Ineffective anti PD-1 therapy after BRAF inhibitor failure in advanced melanoma

• Published in: BMC cancer Vol. 18; no. 1; p. 705
• Main Authors: Amini-Adle, M, Khanafer, N, Le-Bouar, M, Duru, G, Dalle, S, Thomas, L
• Format: Journal Article
• Language: English
• Published: England BioMed Central Ltd 03.07.2018; BioMed Central; BMC
• Subjects: Adult; Aged; Anti PD-1; Bacteriology; BRAF inhibitor; Cancer therapies; Care and treatment; Female; Health aspects; Humans; Immunology; Immunotherapy; Ipilimumab - therapeutic use; Life Sciences; Lymphatic system; Male; Medical prognosis; Melanoma; Melanoma - drug therapy; Melanoma - genetics; Melanoma - mortality; Metastasis; Microbiology and Parasitology; Middle Aged; Monoclonal antibodies; Mutation; PD-1 protein; Prognosis; Programmed Cell Death 1 Receptor - antagonists & inhibitors; Proto-Oncogene Proteins B-raf - antagonists & inhibitors; Proto-Oncogene Proteins B-raf - genetics; Retrospective Studies; Targeted cancer therapy; Treatment Failure; Treatment sequence; Tyrosine; Vemurafenib; Virology; BRAF inhibitor; Treatment sequence; Immunotherapy; Melanoma; Anti PD-1
• ISSN: 1471-2407; 1471-2407
• DOI: 10.1186/s12885-018-4618-9

Anti-PD-1 and BRAF-inhibitors (BRAFi) have been approved as first-line treatments in advanced melanoma. To date, no prospective data are available to give the best sequence of treatment.

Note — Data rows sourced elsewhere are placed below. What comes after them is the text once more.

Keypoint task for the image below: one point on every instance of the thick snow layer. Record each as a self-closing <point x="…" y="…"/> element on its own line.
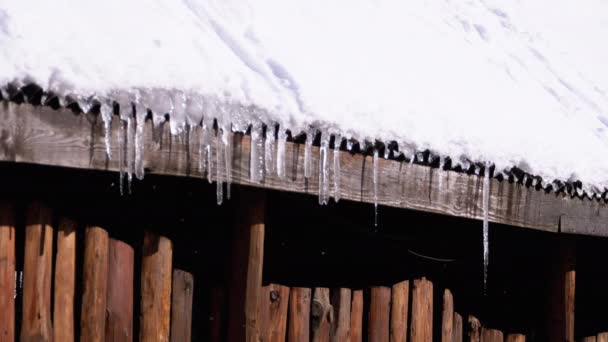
<point x="515" y="83"/>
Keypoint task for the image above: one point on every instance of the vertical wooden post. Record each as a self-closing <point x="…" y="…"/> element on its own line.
<point x="247" y="261"/>
<point x="379" y="314"/>
<point x="340" y="327"/>
<point x="36" y="323"/>
<point x="356" y="317"/>
<point x="299" y="315"/>
<point x="273" y="313"/>
<point x="7" y="273"/>
<point x="422" y="311"/>
<point x="65" y="281"/>
<point x="321" y="315"/>
<point x="157" y="255"/>
<point x="95" y="285"/>
<point x="399" y="311"/>
<point x="119" y="323"/>
<point x="447" y="321"/>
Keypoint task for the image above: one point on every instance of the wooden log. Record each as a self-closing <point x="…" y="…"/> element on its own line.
<point x="379" y="314"/>
<point x="321" y="314"/>
<point x="95" y="285"/>
<point x="399" y="311"/>
<point x="356" y="317"/>
<point x="474" y="329"/>
<point x="299" y="315"/>
<point x="7" y="272"/>
<point x="492" y="335"/>
<point x="119" y="323"/>
<point x="422" y="311"/>
<point x="457" y="328"/>
<point x="447" y="320"/>
<point x="65" y="281"/>
<point x="340" y="328"/>
<point x="36" y="322"/>
<point x="273" y="313"/>
<point x="157" y="258"/>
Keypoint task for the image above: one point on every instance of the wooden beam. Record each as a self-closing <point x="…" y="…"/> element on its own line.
<point x="7" y="272"/>
<point x="399" y="311"/>
<point x="119" y="322"/>
<point x="156" y="273"/>
<point x="65" y="281"/>
<point x="38" y="262"/>
<point x="41" y="135"/>
<point x="95" y="285"/>
<point x="299" y="315"/>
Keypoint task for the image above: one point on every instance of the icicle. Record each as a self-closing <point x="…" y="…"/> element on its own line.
<point x="337" y="170"/>
<point x="486" y="240"/>
<point x="256" y="171"/>
<point x="281" y="141"/>
<point x="375" y="180"/>
<point x="324" y="169"/>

The objective of this study was to evaluate in real-life the efficacy of anti-PD-1 after BRAFi, ipilimumab, or chemotherapy failure. This was a single institution cohort analysis in patients treated with anti-PD-1 right after BRAFi, ipilimumab, or chemotherapy failure. Melanoma evolution after anti-PD-1 initiation was analyzed in BRAF-mutated and BRAF wild-type patients. The efficacy of treatment was evaluated by Objective Response Rate (ORR), Disease Control Rate (DCR), Progression-Free Survival (PFS), and Overall Survival (OS). Seventy-four patients were included: 33 wild-type and 41 BRAF-mutated melanoma. ORR to anti-PD-1 was significantly lower in BRAF-mutated patients (12.2% vs. 45.5%, p = 0.002). After anti-PD-1 initiation, the median PFS and OS was significantly shorter in the BRAF mutated group (2 vs. 5 months and 7 vs. 20 months, p = 0.001). The hazard ratio for disease progression was of 2.3 (95%CI:1.3-3.9; p = 0.003) and 2.5 (95%CI:1.3-4.5; p = 0.005) for death. Thirty-nine percent of BRAF-mutated-patients died within 3 months after anti-PD-1 initiation. Rapid death (≤3 months) was significantly higher in BRAF-mutated patients (55.2% vs. 20.0%, p = 0.014). This is the largest series of unselected patients treated in real-life with anti-PD-1 as second-or-higher line of treatment. Anti-PD-1 was less effective in BRAF-mutated cases as a majority of patients presented aggressive tumor evolution after BRAFi discontinuation. These data are consistent with previous studies suggesting a negative impact of BRAFi prior to immunotherapy.